La feuille et le haïku

Publié le par Monique MERABET

La feuille et le haïku

LA FEUILLE ET LE HAÏKU

Vert nouveau

la feuille se plie

Cœur-de-bœuf*

Pliure qui n’appartient qu’à ce spécimen-là. Les autres feuilles sont d’un seul tenant. Est-ce le vent qui a fait s’incurver le limbe naissant ?

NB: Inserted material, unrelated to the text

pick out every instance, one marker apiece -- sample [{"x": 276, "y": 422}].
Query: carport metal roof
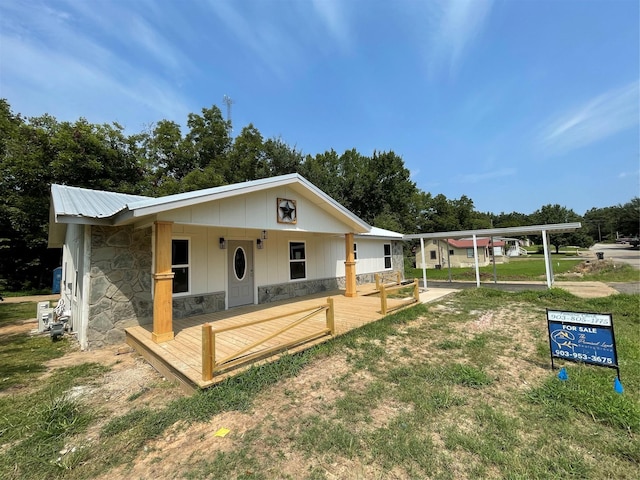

Comment se forme une feuille, une fleur ? Mystérieuse gestation de tout ce qui vit et se déplie un jour, feuille, fleur, oiseau. Comment décrire le cheminement de cette alchimique géométrie ?

Au commencement, le point jailli du néant. Renflement qui devient œuf, sphère, cocon dans lequel s’élabore la forme primitive. Tache verte au bout de la tige. Minuscule. Émouvante. Elle contient tous les détails, tous les trésors génétiques qui la feront fuselée, lancéolée, plurilobée.

Regarder hier, aujourd’hui et demain. Découvrir qu’aucun élément ne ressemble exactement à un autre. LA feuille n’existe pas. Ce que je vois, c’est UNE feuille, une forme particulière, une teinte de vert, une disposition des nervures. Feuillages aux milliers de feuilles-individus.

Et pourtant comme elles sont semblables dans leur nuancier ! Elles sont « cœur-de-bœuf » ou « avocatier ». Pas d’une hybride intersection d’ensembles. Elles sont identifiables à un feuillage particulier, à un monde intrinsèque.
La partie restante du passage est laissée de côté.